Ways to restore MariaDB Galera Cluster

Article discusses a cluster of 3 servers with a working MySQL Galera Cluster configuration, as well as several examples of restoring its performance:

  • GaleraServer-1
  • GaleraServer-2
  • GaleraServer-3

Option number 1

All cluster nodes were stopped in emergency mode.

  • GaleraServer-1 - FAILED
  • GaleraServer-2 - FAILED
  • GaleraServer-3 - FAILED

To restore, on all nodes of the cluster we will write:

mysqld_safe --wsrep-recover

The output of the command will be like this:

GaleraServer-2 mysqld_safe: WSREP: Recovered position 983269fb-f7c1-11e6-b511-43f8ac2c2e03:1741309275417

where

983269fb-f7c1-11e6-b511-43f8ac2c2e03 is UUID of the cluster node;

1741309275417 is WSREP position.

Then we determine the node on which the last changes were made and run with the key --wsrep_new_cluster:

/etc/init.d/mysql --wsrep_new_cluster

After a successful launch, we start the MySQL service on the remaining nodes.

Option number 2

Two cluster nodes were stopped in emergency mode.

  • GaleraServer-1 - FAILED
  • GaleraServer-2 - FAILED
  • GaleraServer-3 - RUNNING

For some reason, two cluster nodes failed, one remained working. To recover, the node needs to be told that it is the Primary Component in the cluster.

Be sure to re-check that the other nodes are really turned off and after that on the working node we will run:

SET GLOBAL wsrep_provider_options='pc.bootstrap=true';

After that, we start the rest of the cluster nodes.

Option number 3

One of the cluster nodes was stopped in emergency mode.

  • GaleraServer-1 - FAILED
  • GaleraServer-2 - RUNNING
  • GaleraServer-3 - RUNNING

In this case, everything is simple - we start the stopped node and the cluster will be restored automatically.

Option number 4

Two cluster nodes were stopped in the normal way.
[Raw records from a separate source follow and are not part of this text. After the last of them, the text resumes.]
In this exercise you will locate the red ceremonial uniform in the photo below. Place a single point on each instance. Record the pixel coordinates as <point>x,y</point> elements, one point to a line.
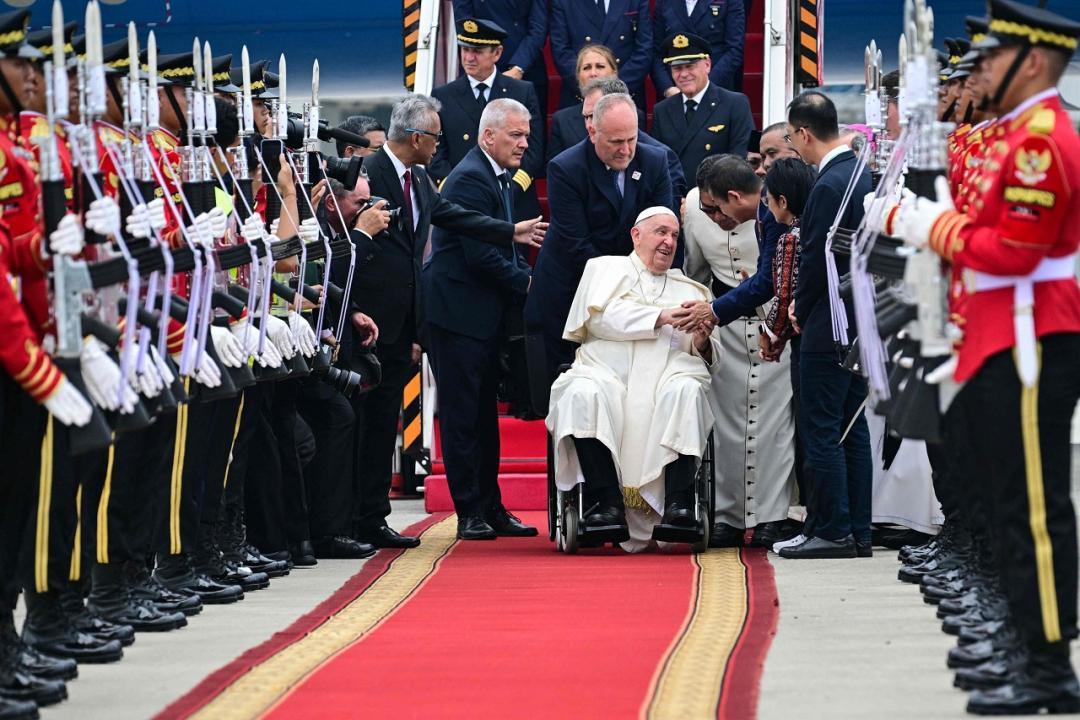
<point>1023,208</point>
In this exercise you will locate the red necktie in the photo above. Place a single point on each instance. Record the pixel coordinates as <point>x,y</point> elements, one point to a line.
<point>408,198</point>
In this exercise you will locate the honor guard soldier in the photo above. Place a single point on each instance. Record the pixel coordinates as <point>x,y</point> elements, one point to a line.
<point>1015,299</point>
<point>703,119</point>
<point>464,99</point>
<point>720,23</point>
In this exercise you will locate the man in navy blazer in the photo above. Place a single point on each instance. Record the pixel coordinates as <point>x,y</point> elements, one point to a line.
<point>595,190</point>
<point>469,286</point>
<point>622,25</point>
<point>703,119</point>
<point>576,127</point>
<point>723,25</point>
<point>464,98</point>
<point>832,397</point>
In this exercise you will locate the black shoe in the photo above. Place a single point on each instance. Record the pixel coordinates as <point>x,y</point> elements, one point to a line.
<point>767,534</point>
<point>386,537</point>
<point>473,527</point>
<point>15,709</point>
<point>49,630</point>
<point>174,572</point>
<point>342,547</point>
<point>302,555</point>
<point>509,526</point>
<point>819,548</point>
<point>726,535</point>
<point>17,685</point>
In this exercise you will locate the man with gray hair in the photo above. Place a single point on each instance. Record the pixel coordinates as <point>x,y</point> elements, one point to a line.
<point>387,288</point>
<point>469,288</point>
<point>463,100</point>
<point>595,190</point>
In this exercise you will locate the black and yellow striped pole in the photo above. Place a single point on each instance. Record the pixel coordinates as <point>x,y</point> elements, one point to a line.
<point>808,65</point>
<point>410,35</point>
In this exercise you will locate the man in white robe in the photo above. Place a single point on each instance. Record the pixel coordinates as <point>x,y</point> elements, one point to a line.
<point>632,417</point>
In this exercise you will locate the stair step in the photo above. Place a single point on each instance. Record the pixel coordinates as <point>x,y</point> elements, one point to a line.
<point>521,491</point>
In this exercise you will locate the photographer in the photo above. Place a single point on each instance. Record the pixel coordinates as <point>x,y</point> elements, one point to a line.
<point>321,403</point>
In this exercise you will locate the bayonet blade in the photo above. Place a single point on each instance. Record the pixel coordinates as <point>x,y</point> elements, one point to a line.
<point>248,110</point>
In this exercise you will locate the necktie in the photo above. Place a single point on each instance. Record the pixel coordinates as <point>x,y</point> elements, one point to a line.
<point>690,107</point>
<point>508,203</point>
<point>407,191</point>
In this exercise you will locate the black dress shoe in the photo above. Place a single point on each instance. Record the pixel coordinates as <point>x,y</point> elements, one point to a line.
<point>15,685</point>
<point>472,527</point>
<point>386,537</point>
<point>509,526</point>
<point>767,534</point>
<point>342,547</point>
<point>15,709</point>
<point>819,548</point>
<point>726,535</point>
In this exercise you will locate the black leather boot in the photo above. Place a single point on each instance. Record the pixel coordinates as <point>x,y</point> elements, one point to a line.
<point>111,599</point>
<point>175,572</point>
<point>28,660</point>
<point>1044,682</point>
<point>86,622</point>
<point>48,629</point>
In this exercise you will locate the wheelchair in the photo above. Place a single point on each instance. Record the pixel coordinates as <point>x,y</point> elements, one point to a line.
<point>566,512</point>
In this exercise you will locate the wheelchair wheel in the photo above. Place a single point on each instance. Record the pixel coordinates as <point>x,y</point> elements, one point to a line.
<point>570,529</point>
<point>703,544</point>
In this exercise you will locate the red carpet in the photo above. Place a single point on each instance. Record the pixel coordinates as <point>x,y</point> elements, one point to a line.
<point>511,628</point>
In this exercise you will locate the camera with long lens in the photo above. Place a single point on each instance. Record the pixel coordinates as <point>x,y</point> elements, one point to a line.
<point>363,379</point>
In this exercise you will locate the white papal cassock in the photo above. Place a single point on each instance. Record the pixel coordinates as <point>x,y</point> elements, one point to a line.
<point>642,392</point>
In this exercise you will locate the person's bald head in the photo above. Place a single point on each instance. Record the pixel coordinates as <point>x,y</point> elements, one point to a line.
<point>656,239</point>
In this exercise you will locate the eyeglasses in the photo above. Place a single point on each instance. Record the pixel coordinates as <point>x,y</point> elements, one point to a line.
<point>437,136</point>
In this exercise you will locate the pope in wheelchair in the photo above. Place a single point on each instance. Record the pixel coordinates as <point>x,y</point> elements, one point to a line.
<point>630,420</point>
  • GaleraServer-1 - STOPPED
  • GaleraServer-2 - STOPPED
  • GaleraServer-3 - RUNNING

If we have two cluster nodes turned off, but one continues to work in normal mode, then on the first and second nodes you need to start the service as follows:

service mysql start --wsrep_sst_donor=<wsrep_node_name>

where wsrep_node_name by default, this is the name of the server.

Option number 5

One of the nodes was stopped in the normal way.

  • GaleraServer-1 - STOPPED
  • GaleraServer-2 - RUNNING
  • GaleraServer-3 - RUNNING

The node was shut down with the systemctl stop mariadb command, for example, to change the configuration. After that, we start the service as usual and the cluster will recover automatically.

Option number 6

All cluster nodes were stopped in the normal way.

  • GaleraServer-1 - STOPPED
  • GaleraServer-2 - STOPPED
  • GaleraServer-3 - STOPPED

For some reason, all cluster nodes were stopped in the normal way. In order to get it back to work, you need to compare the value of seqno from the file /var/lib/mysql/grastate.dat on all nodes. The node on which seqno has the highest value is run first:

service mysql start --wsrep_new_cluster

After a successful launch, then we launch the remaining nodes in the usual way:

service mysql start

Option number 7

The split brain situation.

To avoid getting this situation, the cluster must have an odd number of nodes. The best way to do this would be to use Galera Arbitrator.